“Shadow Board members recommend a smaller hike in the Official Cash Rate (OCR) in the Reserve Bank’s upcoming April Monetary Policy Review,” said the latest New Zealand Institute of Economic Research (NZIER) report.
“The majority view was an OCR increase of 25 basis points, given inflation pressures are still high in the economy and inflation expectations remain above the Reserve Bank’s 1–3 percent inflation target band,” also mentions the NZIER report.
However, two Shadow Board members recommended the Reserve Bank keep the OCR unchanged at 4.75 percent.
One of these members considered the OCR should have already peaked, while the other highlighted the increased risk of a recession looming.

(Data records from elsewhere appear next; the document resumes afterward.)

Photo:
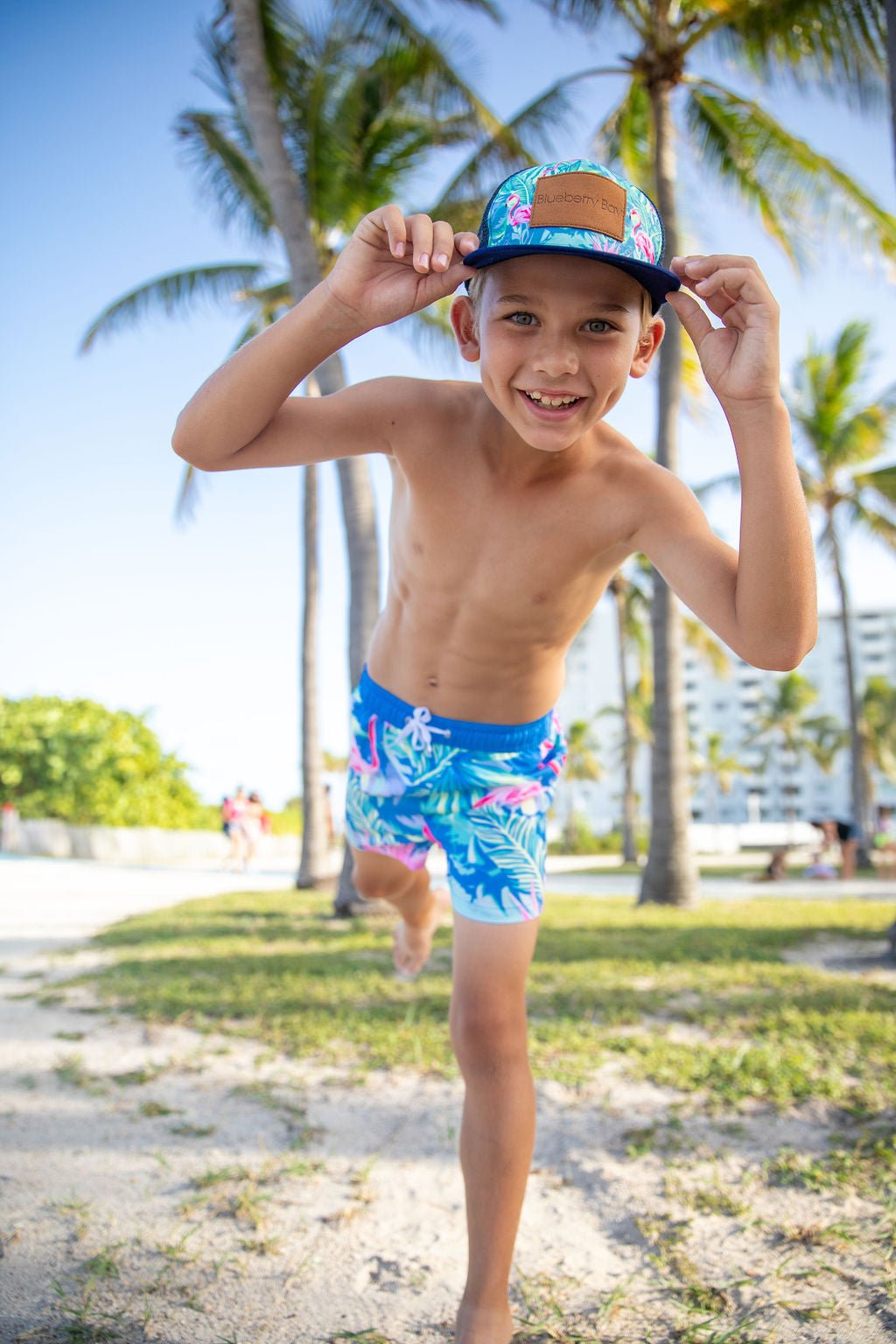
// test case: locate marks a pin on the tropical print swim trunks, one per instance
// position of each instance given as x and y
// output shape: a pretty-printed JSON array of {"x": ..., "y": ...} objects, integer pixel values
[{"x": 480, "y": 790}]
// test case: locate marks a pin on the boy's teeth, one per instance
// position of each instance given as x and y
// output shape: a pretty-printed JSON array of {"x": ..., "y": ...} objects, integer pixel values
[{"x": 551, "y": 401}]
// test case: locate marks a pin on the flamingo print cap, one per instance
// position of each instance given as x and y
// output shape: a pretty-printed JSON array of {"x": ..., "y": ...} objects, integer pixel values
[{"x": 578, "y": 208}]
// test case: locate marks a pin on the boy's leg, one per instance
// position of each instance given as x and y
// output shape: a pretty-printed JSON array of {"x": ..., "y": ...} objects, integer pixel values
[
  {"x": 381, "y": 878},
  {"x": 497, "y": 1133}
]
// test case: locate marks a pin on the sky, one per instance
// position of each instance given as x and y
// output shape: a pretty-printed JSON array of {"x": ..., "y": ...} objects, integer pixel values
[{"x": 107, "y": 597}]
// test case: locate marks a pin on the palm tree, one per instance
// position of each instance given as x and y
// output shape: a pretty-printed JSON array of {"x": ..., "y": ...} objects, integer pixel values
[
  {"x": 719, "y": 769},
  {"x": 878, "y": 732},
  {"x": 584, "y": 762},
  {"x": 783, "y": 178},
  {"x": 358, "y": 107},
  {"x": 840, "y": 433},
  {"x": 630, "y": 591},
  {"x": 788, "y": 730}
]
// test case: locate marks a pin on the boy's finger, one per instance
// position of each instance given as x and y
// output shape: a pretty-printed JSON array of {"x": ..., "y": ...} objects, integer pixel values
[
  {"x": 466, "y": 242},
  {"x": 718, "y": 261},
  {"x": 422, "y": 240},
  {"x": 690, "y": 313},
  {"x": 393, "y": 222},
  {"x": 442, "y": 245}
]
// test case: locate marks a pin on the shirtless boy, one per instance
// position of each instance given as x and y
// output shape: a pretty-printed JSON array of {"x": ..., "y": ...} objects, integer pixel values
[{"x": 514, "y": 504}]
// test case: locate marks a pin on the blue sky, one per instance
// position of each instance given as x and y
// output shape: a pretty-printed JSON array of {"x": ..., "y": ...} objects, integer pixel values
[{"x": 105, "y": 597}]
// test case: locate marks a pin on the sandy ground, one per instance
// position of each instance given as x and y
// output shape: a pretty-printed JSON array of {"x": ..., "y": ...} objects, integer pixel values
[{"x": 163, "y": 1186}]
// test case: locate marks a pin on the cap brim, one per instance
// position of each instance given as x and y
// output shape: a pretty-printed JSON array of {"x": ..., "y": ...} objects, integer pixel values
[{"x": 655, "y": 280}]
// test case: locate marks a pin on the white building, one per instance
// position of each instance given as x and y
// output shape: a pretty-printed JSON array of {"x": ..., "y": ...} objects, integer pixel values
[{"x": 727, "y": 706}]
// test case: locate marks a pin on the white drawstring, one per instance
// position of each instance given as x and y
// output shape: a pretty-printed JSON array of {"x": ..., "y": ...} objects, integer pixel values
[{"x": 419, "y": 729}]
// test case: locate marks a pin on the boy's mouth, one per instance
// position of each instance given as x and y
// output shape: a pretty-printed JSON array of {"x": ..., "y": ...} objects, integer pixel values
[{"x": 551, "y": 405}]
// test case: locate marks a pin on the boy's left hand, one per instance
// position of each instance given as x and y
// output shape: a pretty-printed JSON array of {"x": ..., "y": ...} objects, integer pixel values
[{"x": 740, "y": 359}]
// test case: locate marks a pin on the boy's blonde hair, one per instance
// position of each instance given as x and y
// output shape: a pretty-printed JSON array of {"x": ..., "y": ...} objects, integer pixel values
[{"x": 477, "y": 284}]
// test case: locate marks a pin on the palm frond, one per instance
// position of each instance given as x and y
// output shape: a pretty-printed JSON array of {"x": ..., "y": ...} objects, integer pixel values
[
  {"x": 883, "y": 481},
  {"x": 731, "y": 481},
  {"x": 384, "y": 23},
  {"x": 707, "y": 647},
  {"x": 173, "y": 295},
  {"x": 226, "y": 171},
  {"x": 507, "y": 148},
  {"x": 783, "y": 176},
  {"x": 837, "y": 47},
  {"x": 429, "y": 330}
]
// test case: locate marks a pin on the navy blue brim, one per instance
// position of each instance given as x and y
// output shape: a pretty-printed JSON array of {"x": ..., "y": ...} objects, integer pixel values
[{"x": 655, "y": 280}]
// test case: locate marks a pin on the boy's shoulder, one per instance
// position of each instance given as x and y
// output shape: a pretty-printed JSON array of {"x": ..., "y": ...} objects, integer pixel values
[{"x": 424, "y": 409}]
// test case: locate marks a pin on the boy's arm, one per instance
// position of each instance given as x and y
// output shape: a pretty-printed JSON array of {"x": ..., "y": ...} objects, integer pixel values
[
  {"x": 762, "y": 599},
  {"x": 243, "y": 416}
]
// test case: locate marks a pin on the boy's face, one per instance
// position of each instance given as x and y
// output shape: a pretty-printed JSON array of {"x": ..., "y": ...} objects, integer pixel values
[{"x": 552, "y": 328}]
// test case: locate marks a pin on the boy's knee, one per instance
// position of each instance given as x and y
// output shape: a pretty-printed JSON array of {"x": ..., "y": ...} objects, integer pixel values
[
  {"x": 379, "y": 880},
  {"x": 489, "y": 1033}
]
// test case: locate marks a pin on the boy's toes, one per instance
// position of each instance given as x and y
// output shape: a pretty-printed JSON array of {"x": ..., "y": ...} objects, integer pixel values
[{"x": 406, "y": 965}]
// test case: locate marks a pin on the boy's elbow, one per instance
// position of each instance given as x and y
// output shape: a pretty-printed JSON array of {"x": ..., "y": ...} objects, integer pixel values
[
  {"x": 186, "y": 446},
  {"x": 785, "y": 654}
]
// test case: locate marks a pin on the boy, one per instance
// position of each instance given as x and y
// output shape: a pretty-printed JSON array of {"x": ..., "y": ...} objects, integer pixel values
[{"x": 514, "y": 504}]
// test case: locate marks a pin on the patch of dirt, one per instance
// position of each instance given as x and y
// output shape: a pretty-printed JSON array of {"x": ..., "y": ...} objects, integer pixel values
[
  {"x": 868, "y": 957},
  {"x": 161, "y": 1186}
]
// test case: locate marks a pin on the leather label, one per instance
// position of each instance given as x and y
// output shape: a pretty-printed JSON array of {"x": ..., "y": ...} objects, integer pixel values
[{"x": 579, "y": 200}]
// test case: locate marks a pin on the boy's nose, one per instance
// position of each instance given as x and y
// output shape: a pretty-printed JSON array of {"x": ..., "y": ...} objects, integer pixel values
[{"x": 555, "y": 358}]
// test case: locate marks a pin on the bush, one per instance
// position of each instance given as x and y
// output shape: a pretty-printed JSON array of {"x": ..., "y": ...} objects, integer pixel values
[{"x": 78, "y": 762}]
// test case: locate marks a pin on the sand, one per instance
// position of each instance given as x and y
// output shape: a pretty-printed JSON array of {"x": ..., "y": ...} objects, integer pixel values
[{"x": 165, "y": 1186}]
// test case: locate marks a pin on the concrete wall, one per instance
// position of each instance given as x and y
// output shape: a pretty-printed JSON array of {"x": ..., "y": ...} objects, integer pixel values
[{"x": 133, "y": 844}]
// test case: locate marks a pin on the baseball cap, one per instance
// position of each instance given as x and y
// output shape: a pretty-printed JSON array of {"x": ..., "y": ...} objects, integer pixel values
[{"x": 577, "y": 208}]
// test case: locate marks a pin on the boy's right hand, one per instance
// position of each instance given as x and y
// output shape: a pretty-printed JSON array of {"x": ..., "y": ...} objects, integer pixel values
[{"x": 394, "y": 265}]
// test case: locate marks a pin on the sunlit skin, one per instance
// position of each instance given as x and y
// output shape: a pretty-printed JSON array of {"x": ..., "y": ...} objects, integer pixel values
[
  {"x": 559, "y": 327},
  {"x": 508, "y": 522}
]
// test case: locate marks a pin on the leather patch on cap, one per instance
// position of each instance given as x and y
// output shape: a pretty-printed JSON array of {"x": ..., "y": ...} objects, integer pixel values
[{"x": 579, "y": 200}]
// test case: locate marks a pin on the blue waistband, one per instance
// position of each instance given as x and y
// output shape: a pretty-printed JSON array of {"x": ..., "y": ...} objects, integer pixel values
[{"x": 464, "y": 732}]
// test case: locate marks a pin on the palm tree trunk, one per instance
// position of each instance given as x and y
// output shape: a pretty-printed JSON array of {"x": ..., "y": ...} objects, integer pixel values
[
  {"x": 670, "y": 875},
  {"x": 855, "y": 734},
  {"x": 311, "y": 869},
  {"x": 629, "y": 851},
  {"x": 289, "y": 211}
]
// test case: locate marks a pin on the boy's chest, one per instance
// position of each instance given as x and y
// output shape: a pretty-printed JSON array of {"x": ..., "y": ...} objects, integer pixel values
[{"x": 519, "y": 546}]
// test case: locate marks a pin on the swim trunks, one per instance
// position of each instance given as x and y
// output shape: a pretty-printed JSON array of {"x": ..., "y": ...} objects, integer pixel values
[{"x": 480, "y": 790}]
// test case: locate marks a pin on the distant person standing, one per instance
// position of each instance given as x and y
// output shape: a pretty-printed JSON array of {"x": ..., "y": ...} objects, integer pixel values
[
  {"x": 10, "y": 830},
  {"x": 234, "y": 824},
  {"x": 253, "y": 825},
  {"x": 884, "y": 840},
  {"x": 844, "y": 835}
]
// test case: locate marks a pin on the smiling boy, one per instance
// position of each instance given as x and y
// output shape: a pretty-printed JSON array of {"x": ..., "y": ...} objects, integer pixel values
[{"x": 514, "y": 503}]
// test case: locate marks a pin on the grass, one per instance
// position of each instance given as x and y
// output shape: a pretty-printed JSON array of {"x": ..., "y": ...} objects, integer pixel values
[{"x": 609, "y": 980}]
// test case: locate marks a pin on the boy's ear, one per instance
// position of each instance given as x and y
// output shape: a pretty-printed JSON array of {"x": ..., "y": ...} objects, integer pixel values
[
  {"x": 465, "y": 328},
  {"x": 648, "y": 346}
]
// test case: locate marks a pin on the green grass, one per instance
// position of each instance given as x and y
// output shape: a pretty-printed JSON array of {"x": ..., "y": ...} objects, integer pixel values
[{"x": 609, "y": 978}]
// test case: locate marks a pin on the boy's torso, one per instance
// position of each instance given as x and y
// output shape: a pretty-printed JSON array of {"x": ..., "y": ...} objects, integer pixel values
[{"x": 489, "y": 576}]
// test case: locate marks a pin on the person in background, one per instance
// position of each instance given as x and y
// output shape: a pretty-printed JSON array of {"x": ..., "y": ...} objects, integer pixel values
[
  {"x": 233, "y": 817},
  {"x": 841, "y": 834},
  {"x": 253, "y": 827}
]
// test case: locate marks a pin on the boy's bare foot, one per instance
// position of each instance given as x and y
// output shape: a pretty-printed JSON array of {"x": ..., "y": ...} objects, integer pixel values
[
  {"x": 484, "y": 1326},
  {"x": 413, "y": 942}
]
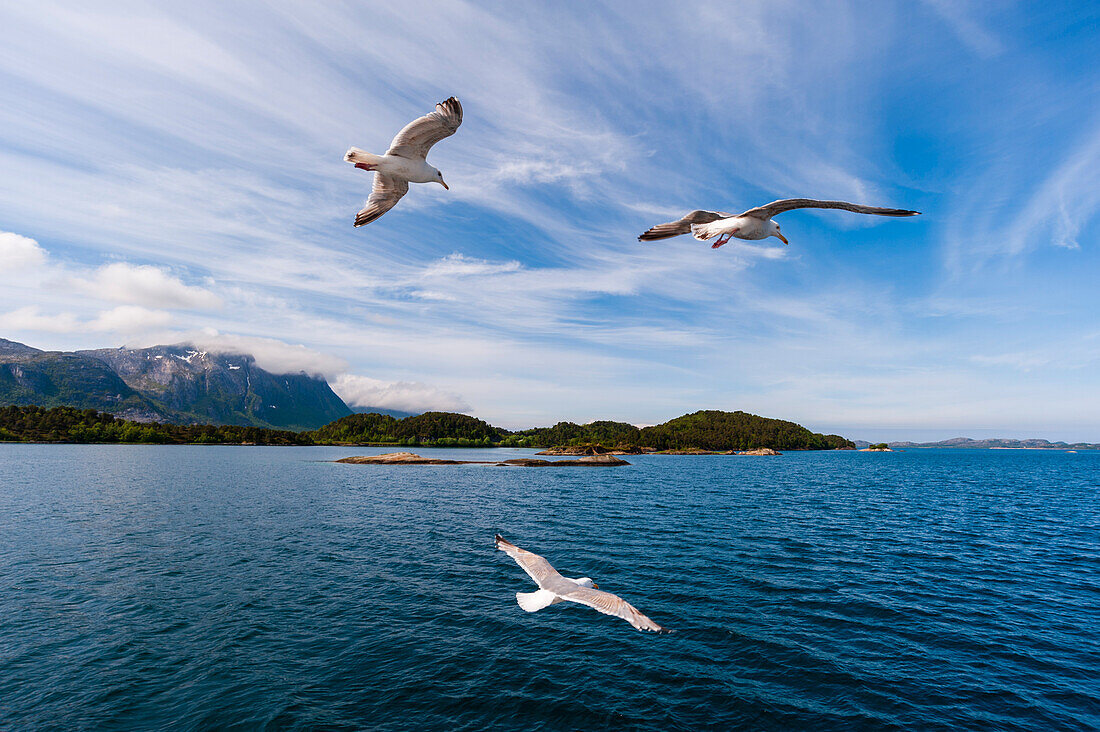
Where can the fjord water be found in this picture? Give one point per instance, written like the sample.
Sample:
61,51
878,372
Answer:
249,587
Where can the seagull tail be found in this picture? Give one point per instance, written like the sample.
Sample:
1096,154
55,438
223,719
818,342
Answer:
702,231
356,155
536,601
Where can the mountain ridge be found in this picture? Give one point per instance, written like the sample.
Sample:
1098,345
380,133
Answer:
176,384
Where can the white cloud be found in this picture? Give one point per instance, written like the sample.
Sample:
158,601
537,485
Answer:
460,265
30,318
18,252
130,318
143,284
404,395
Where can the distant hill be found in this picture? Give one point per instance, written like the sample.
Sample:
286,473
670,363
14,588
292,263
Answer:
166,383
398,414
707,430
998,443
439,428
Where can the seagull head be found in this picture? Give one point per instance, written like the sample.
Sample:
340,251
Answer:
773,231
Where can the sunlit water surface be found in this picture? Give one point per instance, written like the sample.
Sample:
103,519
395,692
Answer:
248,587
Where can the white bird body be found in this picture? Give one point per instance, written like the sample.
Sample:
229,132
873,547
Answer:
553,588
414,171
405,162
755,224
743,227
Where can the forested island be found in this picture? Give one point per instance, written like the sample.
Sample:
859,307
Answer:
703,430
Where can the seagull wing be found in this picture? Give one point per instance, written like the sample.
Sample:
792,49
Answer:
611,604
385,194
540,570
776,207
682,226
417,138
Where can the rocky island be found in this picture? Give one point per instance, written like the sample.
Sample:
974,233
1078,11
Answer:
414,459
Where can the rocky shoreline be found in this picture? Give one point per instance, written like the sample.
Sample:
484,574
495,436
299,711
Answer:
630,449
414,459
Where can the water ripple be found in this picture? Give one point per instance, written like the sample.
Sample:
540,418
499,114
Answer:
264,588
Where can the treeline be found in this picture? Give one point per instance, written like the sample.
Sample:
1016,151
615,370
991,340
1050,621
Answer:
435,428
707,430
65,424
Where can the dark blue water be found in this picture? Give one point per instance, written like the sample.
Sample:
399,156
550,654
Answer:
220,587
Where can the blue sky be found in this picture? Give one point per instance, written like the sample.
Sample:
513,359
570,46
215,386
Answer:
174,172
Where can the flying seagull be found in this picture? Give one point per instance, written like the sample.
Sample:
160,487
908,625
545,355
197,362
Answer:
754,224
405,160
553,588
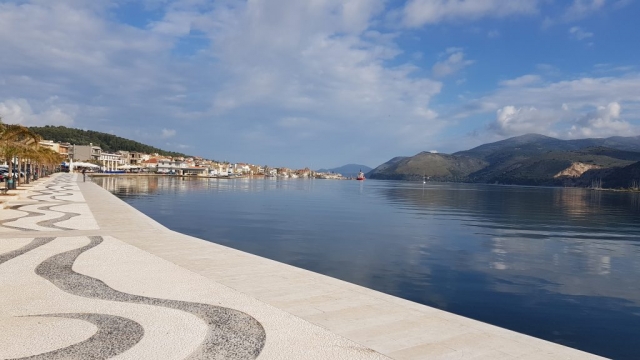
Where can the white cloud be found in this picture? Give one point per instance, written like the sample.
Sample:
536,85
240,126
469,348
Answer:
417,13
579,33
167,133
452,64
558,109
603,122
19,111
493,34
580,9
511,120
521,81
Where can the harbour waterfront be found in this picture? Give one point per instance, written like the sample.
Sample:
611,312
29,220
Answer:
559,264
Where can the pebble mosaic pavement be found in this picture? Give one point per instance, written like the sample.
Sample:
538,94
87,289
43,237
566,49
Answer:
51,308
100,280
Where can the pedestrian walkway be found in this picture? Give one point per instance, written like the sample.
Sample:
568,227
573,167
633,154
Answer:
85,276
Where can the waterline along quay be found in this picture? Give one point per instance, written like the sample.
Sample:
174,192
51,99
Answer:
84,275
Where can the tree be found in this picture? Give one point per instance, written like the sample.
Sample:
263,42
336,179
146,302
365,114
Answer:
16,140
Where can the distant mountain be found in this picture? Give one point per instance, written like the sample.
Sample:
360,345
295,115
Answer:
436,166
348,170
528,160
108,142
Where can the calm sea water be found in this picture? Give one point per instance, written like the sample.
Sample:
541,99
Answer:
558,264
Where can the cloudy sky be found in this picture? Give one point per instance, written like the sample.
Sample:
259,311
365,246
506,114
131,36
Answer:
322,83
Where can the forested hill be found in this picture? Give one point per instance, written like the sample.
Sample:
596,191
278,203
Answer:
108,142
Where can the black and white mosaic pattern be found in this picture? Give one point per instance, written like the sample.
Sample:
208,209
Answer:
55,206
115,335
231,334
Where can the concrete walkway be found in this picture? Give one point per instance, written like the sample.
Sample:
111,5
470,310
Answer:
85,276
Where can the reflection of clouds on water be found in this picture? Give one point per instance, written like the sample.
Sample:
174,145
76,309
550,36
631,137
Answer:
573,242
534,260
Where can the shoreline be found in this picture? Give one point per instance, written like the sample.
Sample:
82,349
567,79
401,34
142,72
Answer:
303,314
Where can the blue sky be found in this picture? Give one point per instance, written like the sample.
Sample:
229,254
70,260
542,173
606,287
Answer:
322,83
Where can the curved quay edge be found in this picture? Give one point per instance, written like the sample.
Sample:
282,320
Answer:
232,334
115,335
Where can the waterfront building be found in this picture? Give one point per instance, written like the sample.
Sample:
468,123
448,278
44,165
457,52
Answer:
110,162
85,152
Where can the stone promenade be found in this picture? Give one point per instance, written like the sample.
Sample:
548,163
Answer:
85,276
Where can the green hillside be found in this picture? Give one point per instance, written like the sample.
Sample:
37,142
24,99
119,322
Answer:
108,142
525,160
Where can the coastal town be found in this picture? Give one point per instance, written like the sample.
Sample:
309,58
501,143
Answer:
92,158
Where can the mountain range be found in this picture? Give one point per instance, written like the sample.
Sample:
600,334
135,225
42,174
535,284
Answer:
530,159
108,142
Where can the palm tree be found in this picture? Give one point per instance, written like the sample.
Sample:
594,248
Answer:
15,140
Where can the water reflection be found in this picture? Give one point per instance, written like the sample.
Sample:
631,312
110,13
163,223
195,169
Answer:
560,264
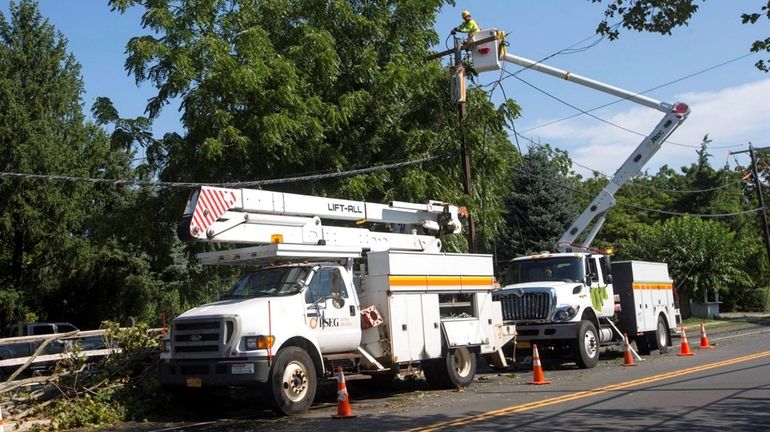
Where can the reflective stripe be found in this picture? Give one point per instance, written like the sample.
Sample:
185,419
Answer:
653,286
440,280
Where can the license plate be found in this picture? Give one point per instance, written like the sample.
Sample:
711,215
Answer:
242,368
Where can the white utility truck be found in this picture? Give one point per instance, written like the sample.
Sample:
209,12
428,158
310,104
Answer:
304,308
569,302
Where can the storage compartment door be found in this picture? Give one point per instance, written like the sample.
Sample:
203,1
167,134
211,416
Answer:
462,332
415,332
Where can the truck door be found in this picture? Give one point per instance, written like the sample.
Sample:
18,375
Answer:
332,311
602,294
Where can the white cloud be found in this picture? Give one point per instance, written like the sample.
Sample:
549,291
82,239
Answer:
731,117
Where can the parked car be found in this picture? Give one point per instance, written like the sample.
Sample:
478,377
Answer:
26,349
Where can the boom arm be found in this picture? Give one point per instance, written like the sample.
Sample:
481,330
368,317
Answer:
487,54
263,217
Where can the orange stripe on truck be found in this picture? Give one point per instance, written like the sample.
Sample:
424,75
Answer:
440,280
653,286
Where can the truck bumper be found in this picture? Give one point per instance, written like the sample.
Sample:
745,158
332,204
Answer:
214,373
535,332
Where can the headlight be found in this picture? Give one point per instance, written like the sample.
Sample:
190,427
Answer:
565,313
259,342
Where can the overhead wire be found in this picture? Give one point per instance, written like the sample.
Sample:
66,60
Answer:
639,185
647,91
638,207
189,185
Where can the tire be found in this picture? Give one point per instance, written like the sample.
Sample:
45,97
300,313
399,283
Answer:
643,344
456,370
660,338
291,382
587,347
430,371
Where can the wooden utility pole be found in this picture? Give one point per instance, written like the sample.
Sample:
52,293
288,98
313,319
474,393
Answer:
458,96
760,197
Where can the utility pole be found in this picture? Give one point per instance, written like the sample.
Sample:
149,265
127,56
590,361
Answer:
458,96
760,197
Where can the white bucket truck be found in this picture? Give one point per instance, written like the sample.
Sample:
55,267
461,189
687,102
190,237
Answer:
573,301
301,311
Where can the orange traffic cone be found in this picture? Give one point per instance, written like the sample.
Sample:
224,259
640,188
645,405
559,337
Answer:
628,358
685,349
537,368
343,399
704,342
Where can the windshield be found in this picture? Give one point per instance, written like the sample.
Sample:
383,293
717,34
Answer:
564,269
273,281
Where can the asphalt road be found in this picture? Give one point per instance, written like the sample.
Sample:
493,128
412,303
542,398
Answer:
725,388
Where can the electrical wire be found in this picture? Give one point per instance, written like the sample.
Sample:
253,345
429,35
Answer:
725,186
638,207
189,185
647,91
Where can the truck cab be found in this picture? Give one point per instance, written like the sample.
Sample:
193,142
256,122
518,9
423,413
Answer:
557,300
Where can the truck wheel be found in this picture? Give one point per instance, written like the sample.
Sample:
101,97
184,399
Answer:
430,371
643,344
455,370
587,347
461,366
292,382
662,337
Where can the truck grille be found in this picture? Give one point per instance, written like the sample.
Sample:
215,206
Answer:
193,338
527,306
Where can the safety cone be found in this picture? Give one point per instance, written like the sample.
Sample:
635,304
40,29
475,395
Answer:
343,399
628,358
685,349
537,368
704,342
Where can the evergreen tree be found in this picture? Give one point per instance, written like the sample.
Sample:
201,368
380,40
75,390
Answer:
540,208
49,230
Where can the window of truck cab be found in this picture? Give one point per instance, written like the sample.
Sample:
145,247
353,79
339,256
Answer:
270,281
563,269
326,283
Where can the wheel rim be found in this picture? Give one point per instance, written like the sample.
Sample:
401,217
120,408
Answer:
462,361
589,342
294,382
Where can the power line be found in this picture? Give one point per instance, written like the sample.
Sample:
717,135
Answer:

Regarding where the OCR should be in a year, the Shadow Board’s core view ranged from 4.25 percent to 5.50 percent.
Some members recommend the Reserve Bank pause with OCR increases after April but keep it elevated for some time to bring inflation down.
There was one Shadow Board member in the business community who viewed the OCR should be lower in a year, given business profitability and finances are already hard hit by the interest rate increases to date.
The news weighs on the NZD/USD prices, together with the sour sentiment, as the Kiwi pair drops to 0.6235, down 0.35% intraday at the latest by the press time.